Helpt Putten's Jeugd
21 x 32 in (53 x 81 cm)
Artist: Henk Kabos
On the night of 30 September-1 October 1944, a car carrying two officers and two corporals of the German Army was ambushed by members of the Dutch resistance near the Oldenallerbrug bridge between Putten and Nijkerk. In the attack, a resistance fighter named Frans Slotboom was wounded; he later died. One German officer, Lieutenant Otto Sommer, was also injured, and escaped to a nearby farmhouse to raise the alarm; he died the following day. The two German corporals fled while the second officer, Oberleutnant Eggart, was injured and captured. Due to his wounds, the resistance fighters abandoned him in a place where he could be found by the Germans.
The German reprisal raid was conducted the following day. At the command of General Friedrich Christiansen, Putten was surrounded by German forces. The women and men of the village were captured and separated, and over 100 houses in the village were set on fire. Six men and a woman were shot dead during the raid. The women were held at the church until 9 pm, while the men and boys were detained separately nearby at the village school. On 2 October, 661 men between the ages of 18 and 50 were taken to Amersfoort concentration camp, where 59 older or unfit men were released. The remaining 602 men left Amersfoort on 11 October and taken to Neuengamme concentration camp as forced labour. During the transportation, 13 men escaped by jumping off the train. From Neuengamme, some were moved to other camps or sub-camps, including Ladelund, Bergen-Belsen, Meppen-Versen, Beendorf, Wöbbelin and Malchow.

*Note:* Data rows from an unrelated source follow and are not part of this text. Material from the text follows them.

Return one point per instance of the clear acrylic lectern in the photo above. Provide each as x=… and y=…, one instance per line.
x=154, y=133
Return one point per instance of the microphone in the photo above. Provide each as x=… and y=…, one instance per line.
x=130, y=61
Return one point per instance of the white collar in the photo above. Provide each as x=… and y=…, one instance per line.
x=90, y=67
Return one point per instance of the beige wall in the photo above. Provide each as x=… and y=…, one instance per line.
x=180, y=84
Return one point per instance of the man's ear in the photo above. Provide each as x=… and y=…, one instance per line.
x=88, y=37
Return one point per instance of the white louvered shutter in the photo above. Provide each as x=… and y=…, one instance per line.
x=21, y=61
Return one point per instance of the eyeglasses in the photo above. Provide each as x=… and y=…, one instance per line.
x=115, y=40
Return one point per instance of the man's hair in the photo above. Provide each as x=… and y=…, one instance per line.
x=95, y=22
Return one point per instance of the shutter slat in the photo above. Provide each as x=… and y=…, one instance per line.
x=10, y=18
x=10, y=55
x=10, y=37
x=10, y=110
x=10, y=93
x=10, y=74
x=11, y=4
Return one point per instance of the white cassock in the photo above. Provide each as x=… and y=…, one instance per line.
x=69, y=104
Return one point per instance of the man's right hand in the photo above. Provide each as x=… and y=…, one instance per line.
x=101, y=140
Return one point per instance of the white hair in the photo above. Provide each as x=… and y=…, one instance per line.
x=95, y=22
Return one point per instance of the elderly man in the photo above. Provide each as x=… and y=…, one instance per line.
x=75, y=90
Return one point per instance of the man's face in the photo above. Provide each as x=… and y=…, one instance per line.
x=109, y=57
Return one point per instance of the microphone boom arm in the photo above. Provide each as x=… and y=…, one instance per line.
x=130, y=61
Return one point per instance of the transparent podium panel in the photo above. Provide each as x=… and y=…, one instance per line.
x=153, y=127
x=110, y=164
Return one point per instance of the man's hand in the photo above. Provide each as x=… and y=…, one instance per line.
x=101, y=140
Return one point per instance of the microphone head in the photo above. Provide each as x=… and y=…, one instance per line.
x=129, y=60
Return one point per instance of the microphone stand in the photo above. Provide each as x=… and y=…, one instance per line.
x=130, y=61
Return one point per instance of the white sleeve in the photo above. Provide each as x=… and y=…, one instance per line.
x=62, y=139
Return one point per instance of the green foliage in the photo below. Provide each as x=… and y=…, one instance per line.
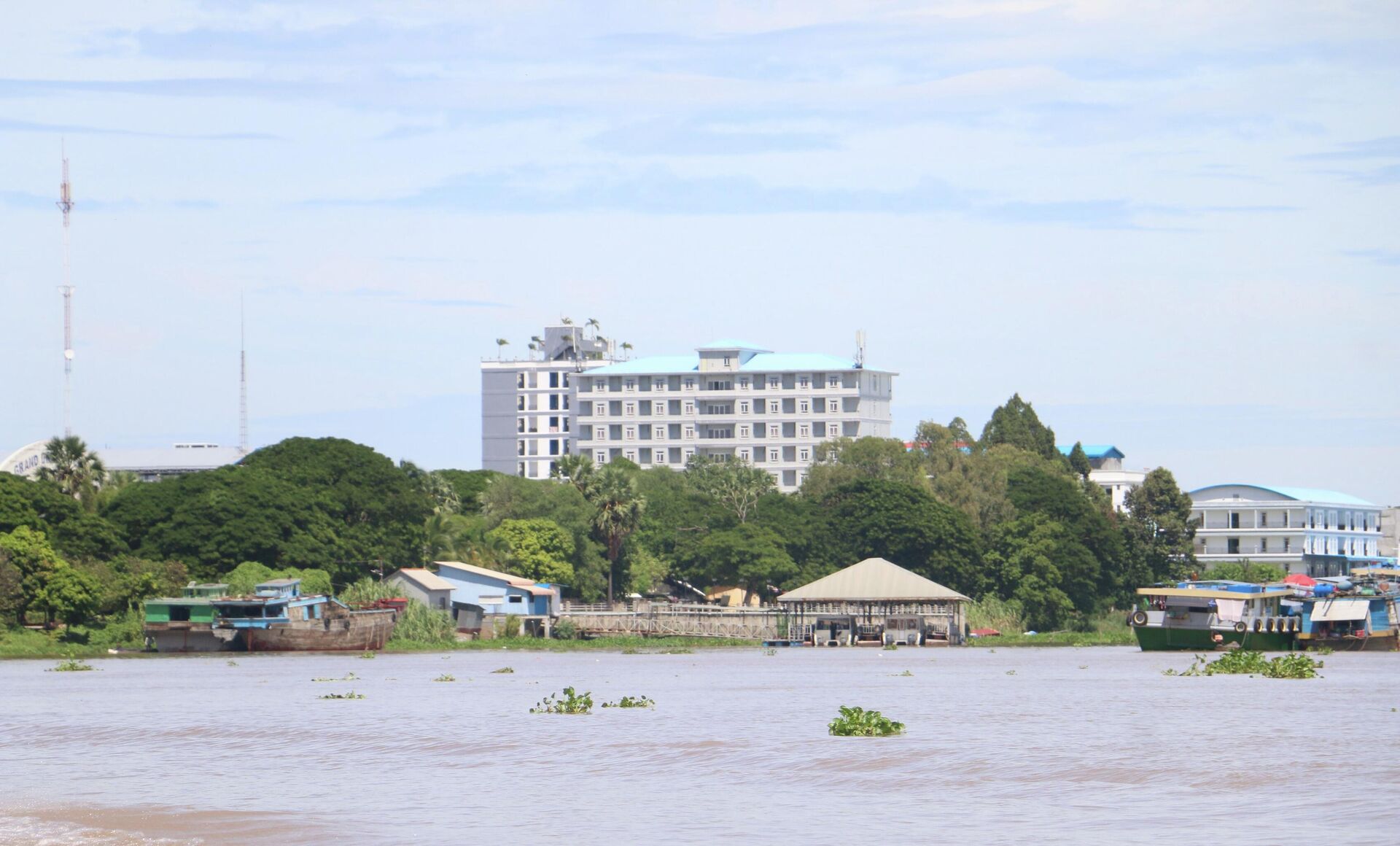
x=631, y=702
x=1246, y=570
x=736, y=485
x=569, y=702
x=858, y=722
x=906, y=526
x=537, y=548
x=1253, y=663
x=1016, y=423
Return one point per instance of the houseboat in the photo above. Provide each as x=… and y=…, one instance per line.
x=184, y=624
x=1357, y=614
x=279, y=618
x=1205, y=616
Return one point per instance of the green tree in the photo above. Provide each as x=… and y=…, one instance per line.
x=1080, y=461
x=736, y=485
x=1018, y=424
x=537, y=549
x=747, y=556
x=35, y=561
x=71, y=467
x=618, y=513
x=906, y=526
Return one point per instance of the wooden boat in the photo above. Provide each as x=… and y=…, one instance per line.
x=279, y=618
x=1206, y=616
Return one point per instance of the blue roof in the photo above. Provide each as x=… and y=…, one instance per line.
x=728, y=344
x=1304, y=494
x=1094, y=450
x=758, y=363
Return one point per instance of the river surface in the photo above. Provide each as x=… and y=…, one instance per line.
x=1032, y=745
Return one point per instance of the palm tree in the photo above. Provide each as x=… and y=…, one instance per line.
x=76, y=471
x=618, y=513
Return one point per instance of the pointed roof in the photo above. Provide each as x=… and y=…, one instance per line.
x=873, y=581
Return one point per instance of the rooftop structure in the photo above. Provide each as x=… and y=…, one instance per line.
x=1304, y=529
x=730, y=401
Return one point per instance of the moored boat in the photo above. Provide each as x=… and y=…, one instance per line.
x=1206, y=616
x=184, y=624
x=279, y=618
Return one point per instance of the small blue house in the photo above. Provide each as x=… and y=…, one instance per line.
x=481, y=596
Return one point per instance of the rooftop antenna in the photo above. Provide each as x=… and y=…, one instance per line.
x=66, y=206
x=243, y=383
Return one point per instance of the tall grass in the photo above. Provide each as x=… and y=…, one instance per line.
x=419, y=626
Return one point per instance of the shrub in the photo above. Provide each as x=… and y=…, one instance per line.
x=858, y=722
x=569, y=702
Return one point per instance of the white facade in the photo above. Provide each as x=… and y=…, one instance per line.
x=1318, y=532
x=730, y=401
x=526, y=405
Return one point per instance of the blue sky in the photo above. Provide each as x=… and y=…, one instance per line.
x=1171, y=226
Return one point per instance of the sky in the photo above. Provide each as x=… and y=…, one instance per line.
x=1170, y=226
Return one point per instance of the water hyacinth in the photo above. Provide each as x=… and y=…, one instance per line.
x=858, y=722
x=569, y=702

Only 48 men returned after the end of the war, but another 5 died, due to their mistreatment in the camps, after they arrived home. Some people returned crippled, as they had been kept in small cages they could not stand in. As further reprisals, the SS set fire to 105 houses. A total of 552 men and 1 woman died, mostly victims of malnutrition, slave labour, and infectious diseases.